One of the reasons might have been that they lost out in a physical showdown with modern humans. Ella investigates one of the world’s oldest murder mysteries. A Neanderthal skeleton found in the Shanidar cave in Iraq gives us clues to a gruesome death. In the studio Ella and her team of scientists reconstruct an experiment to discover whether the perpetrator of this murder was a Neanderthal or a modern human. There are other reasons why Neanderthals may have become extinct: their small population size, or climate change. But when their DNA was first decoded in 2010 it became clear that they hadn’t completely disappeared – because they live on inside of us – everyone except people from sub-Saharan Africa. Ella meets scientists who reveal how our genetic legacy from Neanderthals may have made all the difference to our survival in Ice Age Europe and how today the DNA from our ancestors affects our skin, our immune system, our risk for cancer, and even certain neuro-psychiatric diseases such as addiction.
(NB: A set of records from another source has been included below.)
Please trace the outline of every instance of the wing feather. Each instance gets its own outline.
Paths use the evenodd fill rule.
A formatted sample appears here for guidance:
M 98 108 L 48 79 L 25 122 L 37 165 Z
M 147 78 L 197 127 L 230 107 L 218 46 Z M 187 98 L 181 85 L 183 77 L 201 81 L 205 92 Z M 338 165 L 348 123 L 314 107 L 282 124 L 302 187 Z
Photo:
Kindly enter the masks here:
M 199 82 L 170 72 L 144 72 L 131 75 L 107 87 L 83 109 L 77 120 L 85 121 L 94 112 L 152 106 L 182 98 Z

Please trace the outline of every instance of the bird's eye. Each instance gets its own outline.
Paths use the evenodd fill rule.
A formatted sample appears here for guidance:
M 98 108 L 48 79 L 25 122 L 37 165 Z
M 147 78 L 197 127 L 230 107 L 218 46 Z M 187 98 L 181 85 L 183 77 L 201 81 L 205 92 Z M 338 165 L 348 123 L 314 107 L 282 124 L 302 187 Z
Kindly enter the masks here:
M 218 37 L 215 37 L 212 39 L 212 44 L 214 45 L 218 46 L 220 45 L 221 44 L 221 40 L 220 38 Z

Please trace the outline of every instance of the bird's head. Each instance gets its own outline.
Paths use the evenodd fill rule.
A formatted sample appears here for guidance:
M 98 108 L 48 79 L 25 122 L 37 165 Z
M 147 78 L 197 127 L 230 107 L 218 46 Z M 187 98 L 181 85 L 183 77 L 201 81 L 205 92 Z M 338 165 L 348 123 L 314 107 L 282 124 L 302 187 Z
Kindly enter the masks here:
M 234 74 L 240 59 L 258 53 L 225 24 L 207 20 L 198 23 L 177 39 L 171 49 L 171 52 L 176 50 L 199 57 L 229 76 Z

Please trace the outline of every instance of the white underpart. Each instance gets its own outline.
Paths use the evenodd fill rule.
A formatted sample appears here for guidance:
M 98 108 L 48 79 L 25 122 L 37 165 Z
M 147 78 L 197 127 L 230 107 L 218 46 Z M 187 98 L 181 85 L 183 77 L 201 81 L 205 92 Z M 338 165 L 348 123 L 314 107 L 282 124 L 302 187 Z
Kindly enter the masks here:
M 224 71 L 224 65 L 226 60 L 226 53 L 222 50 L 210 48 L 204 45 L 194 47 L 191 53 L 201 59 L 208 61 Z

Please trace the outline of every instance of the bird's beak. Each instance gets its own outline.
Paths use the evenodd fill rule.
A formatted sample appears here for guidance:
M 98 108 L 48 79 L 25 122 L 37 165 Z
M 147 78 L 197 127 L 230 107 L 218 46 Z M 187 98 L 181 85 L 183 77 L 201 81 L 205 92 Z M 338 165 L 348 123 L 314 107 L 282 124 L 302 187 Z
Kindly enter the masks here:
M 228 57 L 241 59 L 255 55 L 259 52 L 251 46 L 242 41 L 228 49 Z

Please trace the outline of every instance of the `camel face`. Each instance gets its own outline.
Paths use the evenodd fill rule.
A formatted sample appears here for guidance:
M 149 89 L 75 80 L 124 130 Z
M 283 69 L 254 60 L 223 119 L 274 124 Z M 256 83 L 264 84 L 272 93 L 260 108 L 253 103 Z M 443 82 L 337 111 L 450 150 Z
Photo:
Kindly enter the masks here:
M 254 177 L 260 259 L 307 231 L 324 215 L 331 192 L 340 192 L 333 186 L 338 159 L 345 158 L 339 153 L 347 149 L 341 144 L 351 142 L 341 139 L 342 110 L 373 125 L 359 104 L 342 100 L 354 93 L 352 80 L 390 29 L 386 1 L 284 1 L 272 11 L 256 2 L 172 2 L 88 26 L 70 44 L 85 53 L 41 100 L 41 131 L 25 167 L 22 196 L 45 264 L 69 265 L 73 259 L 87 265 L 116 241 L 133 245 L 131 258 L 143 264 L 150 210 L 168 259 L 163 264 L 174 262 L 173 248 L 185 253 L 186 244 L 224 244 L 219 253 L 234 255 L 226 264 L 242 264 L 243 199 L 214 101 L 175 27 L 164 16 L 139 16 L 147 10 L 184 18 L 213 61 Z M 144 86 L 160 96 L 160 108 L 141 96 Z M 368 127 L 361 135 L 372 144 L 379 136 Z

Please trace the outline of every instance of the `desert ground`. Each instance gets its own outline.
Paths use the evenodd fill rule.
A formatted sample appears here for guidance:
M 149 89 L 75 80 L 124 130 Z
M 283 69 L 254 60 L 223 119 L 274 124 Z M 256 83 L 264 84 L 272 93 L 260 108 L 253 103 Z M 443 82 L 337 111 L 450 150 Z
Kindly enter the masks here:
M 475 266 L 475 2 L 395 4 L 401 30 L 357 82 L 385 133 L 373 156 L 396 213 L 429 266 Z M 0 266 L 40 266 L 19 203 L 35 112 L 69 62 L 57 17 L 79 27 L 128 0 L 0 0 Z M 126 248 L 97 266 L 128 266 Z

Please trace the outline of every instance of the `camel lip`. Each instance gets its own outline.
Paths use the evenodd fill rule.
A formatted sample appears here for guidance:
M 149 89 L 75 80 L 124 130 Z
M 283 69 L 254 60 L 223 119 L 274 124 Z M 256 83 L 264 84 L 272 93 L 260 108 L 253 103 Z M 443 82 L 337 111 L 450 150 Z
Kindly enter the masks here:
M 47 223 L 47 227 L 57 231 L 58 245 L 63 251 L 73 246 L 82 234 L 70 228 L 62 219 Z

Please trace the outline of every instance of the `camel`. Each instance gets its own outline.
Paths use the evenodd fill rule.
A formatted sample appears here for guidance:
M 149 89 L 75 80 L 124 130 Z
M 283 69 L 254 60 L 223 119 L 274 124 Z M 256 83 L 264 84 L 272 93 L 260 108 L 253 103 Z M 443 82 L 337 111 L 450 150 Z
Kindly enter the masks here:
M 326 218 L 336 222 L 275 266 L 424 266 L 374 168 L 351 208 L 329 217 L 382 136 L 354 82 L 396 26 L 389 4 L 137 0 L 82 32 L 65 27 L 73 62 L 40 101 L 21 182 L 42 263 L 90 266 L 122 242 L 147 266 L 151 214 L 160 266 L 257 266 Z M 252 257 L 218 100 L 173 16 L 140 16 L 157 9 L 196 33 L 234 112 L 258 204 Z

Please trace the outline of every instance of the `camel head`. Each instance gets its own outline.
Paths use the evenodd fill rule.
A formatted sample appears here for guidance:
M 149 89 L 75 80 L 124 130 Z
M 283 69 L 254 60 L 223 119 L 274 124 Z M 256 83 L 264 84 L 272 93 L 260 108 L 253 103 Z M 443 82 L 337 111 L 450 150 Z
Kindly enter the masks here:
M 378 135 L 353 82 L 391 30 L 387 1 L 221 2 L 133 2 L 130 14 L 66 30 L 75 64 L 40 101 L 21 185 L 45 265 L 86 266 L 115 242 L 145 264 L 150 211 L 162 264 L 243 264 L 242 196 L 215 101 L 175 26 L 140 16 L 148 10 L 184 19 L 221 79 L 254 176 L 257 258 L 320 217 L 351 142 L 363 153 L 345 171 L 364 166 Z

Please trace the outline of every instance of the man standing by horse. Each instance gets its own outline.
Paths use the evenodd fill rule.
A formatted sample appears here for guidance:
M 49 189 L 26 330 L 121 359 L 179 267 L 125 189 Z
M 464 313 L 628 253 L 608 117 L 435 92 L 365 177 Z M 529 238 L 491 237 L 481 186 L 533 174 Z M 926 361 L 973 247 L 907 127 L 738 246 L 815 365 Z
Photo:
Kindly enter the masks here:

At the Pasteur Institute in Paris, Ella meets a scientist who explains how, once we know exactly what we have inherited from Neanderthals, we can use this information to develop new approaches to treating diseases such as the ‘flu virus. But not all of our Neanderthal inheritance is necessarily good for us – it is possible that obesity and type 2 diabetes may have their roots in Neanderthal heritage. Finally, Ella explores a truly mind-blowing possibility that we could manipulate their DNA to bring a Neanderthal back to life. Individually many of us have around 2% Neanderthal DNA. But each person’s 2% is different. It turns out that modern humans living today collectively have up to 70% of the Neanderthal genome walking around within us. It’s enough that scientists have started contemplating bringing Neanderthals back from extinction.